“The power to tax involves the power to destroy.”
That was the determination of Chief Justice John Marshall in the landmark 1819 Supreme Court decision, McCulloch v Maryland. Marshall refused to grant state governments the right to tax federal institutions because that would give the states the power to damage the federal government by taxing it into bankruptcy. Almost 200 years later, the federal government is still immune from state taxes, but a new victim is facing possible bankruptcy at the hands of the state.
The perpetrator is the Michigan state government, the victim is small business in our state and the method is the newly created 6 percent tax on services. Economically speaking, Michigan’s darkest hour has already arrived, but this new tax could be the last nail in the state’s coffin. Small businesses cannot possibly afford such an assault. The 6 percent tax on services will cripple local business at a time when they are our only hope to rejuvenate Michigan’s staggering economy.
Perhaps even more ridiculous than the tax itself is the list of its intended targets. Anyone requiring the services of a carpet cleaner, janitor, landscaper or fortune-teller will feel the pain. That’s bad enough, but the story of the service tax gets downright terrifying when the full extent of the lobbyist influence in the process is examined.
The Detroit News reported last week that state Rep. Steve Bieda (D-Warren) acknowledged that lobbyists played a key role in determining which services would be taxed. Apparently, the state is not only trying to kill small business, but it is also being bribed into exempting the businesses that can afford lobbyists. It should be obvious that the businesses that can afford lobbyists are the ones best able to afford the service tax, and yet their weaker competition is being hit with it instead.
The state government has proved that it can be bought by the highest bidder. As The Detroit News’s report stated: “Bieda, who said he did not draw up the list of newly taxed services, said some of the services taxed do have strong lobbyists.” Of special interest here is Bieda’s determination to avoid taking any credit for the list of taxed services: Even legislators realize how unfair and ridiculous such a list is.
Senate Majority Leader Mike Bishop (R-Rochester) made sure to keep tickets for sporting events off the list, because he does not consider them to be luxury items. Or maybe it’s because the Palace of Auburn Hills happens to fall in his district. These legislators’ statements and actions make it evident that even they know how unfair the list is. Yet it was signed into law anyway. Now small businesses that could not afford to have their views represented by lobbyists will face a tax that they also cannot afford.
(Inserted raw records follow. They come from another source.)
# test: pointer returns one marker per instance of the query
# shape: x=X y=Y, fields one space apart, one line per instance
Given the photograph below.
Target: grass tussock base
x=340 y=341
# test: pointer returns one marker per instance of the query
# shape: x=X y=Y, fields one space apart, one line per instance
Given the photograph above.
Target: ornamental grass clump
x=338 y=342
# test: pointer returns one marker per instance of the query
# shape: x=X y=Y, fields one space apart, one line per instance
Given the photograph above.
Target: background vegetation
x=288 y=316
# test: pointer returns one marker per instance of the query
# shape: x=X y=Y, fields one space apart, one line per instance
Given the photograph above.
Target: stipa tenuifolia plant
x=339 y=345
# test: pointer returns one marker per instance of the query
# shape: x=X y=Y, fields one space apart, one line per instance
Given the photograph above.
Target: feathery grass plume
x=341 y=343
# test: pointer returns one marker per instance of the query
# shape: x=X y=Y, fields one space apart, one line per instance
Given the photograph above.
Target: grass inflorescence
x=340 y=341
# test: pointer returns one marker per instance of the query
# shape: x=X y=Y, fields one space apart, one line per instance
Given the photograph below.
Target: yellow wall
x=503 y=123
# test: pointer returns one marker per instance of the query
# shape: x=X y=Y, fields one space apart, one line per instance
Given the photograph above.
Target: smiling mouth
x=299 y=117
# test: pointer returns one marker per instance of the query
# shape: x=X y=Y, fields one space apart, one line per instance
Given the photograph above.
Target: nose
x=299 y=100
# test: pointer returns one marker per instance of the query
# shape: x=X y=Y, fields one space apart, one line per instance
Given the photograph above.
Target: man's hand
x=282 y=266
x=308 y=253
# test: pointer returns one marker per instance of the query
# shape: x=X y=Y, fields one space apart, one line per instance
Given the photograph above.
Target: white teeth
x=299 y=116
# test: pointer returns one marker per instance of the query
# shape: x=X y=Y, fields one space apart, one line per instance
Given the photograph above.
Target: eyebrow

With such a tax in place, small businesses have only two options. They can hold their own prices steady and hope for the best, or they can lower their prices to compensate for the tax. If they keep their prices the same, the overall cost to the customer will rise because of the tax. This decision carries a substantial risk of losing customers, especially now that Michigan consumers have so little extra cash to spend.
Across the state, citizens are taking pay cuts at their jobs, facing increasing gas prices and surviving an abysmal job market (Michigan’s unemployment rate is 7.2 percent, the highest in the nation). When money is tight, people are much less likely to spend it on nonessential services, especially if these services increase in price. But if small businesses choose to lower their prices to keep the overall price the same for the customer, they will automatically be suffering an unaffordable loss by taking in a smaller profit. This lose-lose situation has painted a bleak future for Michigan’s small businesses.
Massive losses for small businesses result in massive layoffs and increasing unemployment. This causes the state government to create new taxes in order to sustain a growing populace that is out of work. New taxes ruin more businesses, as the lobbyists shut out the voices from our suffering economy. Eventually, everyone who has not abandoned Michigan will be taxed into joblessness. This self-sustaining cycle must be prevented before it drags our struggling state into total economic oblivion.